Monday, March 26, 2012

The rhetoric, the argument, the direction

While the proverb tells us that the world stands on three things and names them as law, work, and deeds of kindness, our arguments need different legs on which to stand.  Traditionally they are named as logos, ethos, and pathos; logic, personification, and emotion, as I'll translate them (though somewhere in there I'm always feel driven to add Aramis).  Our issue today is to identify the tools with which we can successfully build our platform and in fact completely change the dialog, altering the very factors which are considered up for debate, consideration, legislation.  Our goal must be to make clear that women's bodies, women's health, women's decisions for themselves are as inherently sacrosanct as men's and can be thought of in no other way.
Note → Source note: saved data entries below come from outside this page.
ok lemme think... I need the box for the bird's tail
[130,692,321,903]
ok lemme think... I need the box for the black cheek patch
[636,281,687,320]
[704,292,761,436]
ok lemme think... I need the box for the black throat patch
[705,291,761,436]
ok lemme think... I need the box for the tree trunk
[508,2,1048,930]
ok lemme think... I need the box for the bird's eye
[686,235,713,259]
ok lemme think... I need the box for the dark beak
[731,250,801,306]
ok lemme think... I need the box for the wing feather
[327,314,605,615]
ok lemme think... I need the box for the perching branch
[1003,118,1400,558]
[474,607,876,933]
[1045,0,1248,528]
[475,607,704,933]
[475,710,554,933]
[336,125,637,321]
Sadly, while logical discourse once was held in the highest regard, today we see every fallacy from ad hominem to tu quoque appear online, in media, even in presidential debate.  In any case, the possibility of success in debating faith-based beliefs with simple logic defies my imagination.  The rare cases I can think of in which this has worked have been not merely historic, but often have created whole new religious faiths.  That's not truly our goal.
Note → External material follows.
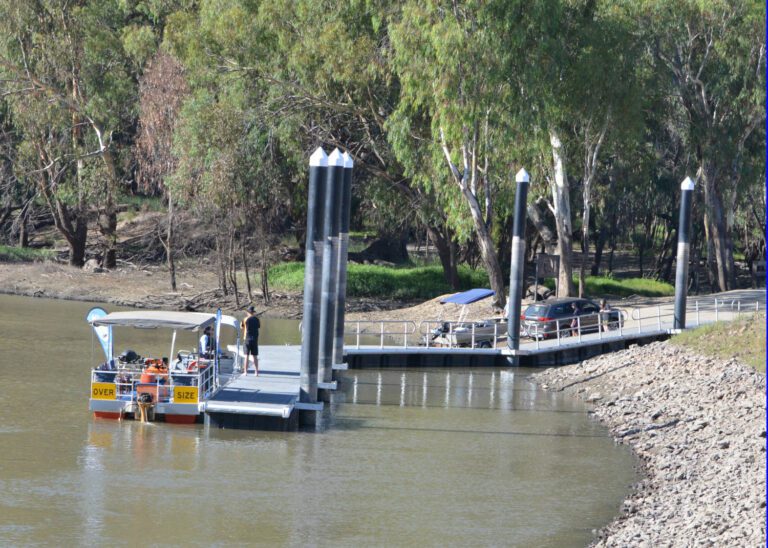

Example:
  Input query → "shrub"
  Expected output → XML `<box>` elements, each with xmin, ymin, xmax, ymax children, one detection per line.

Emotion runs high, there's no doubt, in all this debate and discourse.  From the names being bandied about to the scenarios evoked, emotion has been manipulated.  Still, emotion is a good tool to revive the spirit of the believer and to convince the fence-sitter.  It is unusual for pure emotion to cause someone to change their minds and beliefs in the long term.

What's left is the personal.  Take out the representational, the fictional, the imagined scenario.  Fill in the blanks with true stories.  Show the fallacies of the wrong way of thinking, of marginalizing women, of dehumanizing them.  Believe that while there may be evil about, most people do indeed want to do what is good, proper, sustainable.  Give them reality.  Give them my story of experience and need.  Give them Carolyn Jones' story of suffering.  Give them yourself.  When I discuss the current legislative onslaught of anti-woman bills with women ten to fifteen years older than I am, the first thing everyone tells me is that they remember women they knew having back-alley abortions.  The real life stories are what strike horror in their minds before even the memories of not having the legal right to control over their own bodies, of needing permission from authorities to do what their own spiritual beliefs as well as physical needs and personal desires deemed right.

Speak up,  in any way you can.  If you're participating in the Government Free V-JJ project, it's perfect as it's injecting the personal and making it tangible, real.  If you are not, that's fine, just don't remain silent nor complacent.  I'm willing to speak out to you, with you, for you.  Take my words and my life and join them to yours.  My daughters are depending on me and while they may turn their backs, I can't turn mine on them.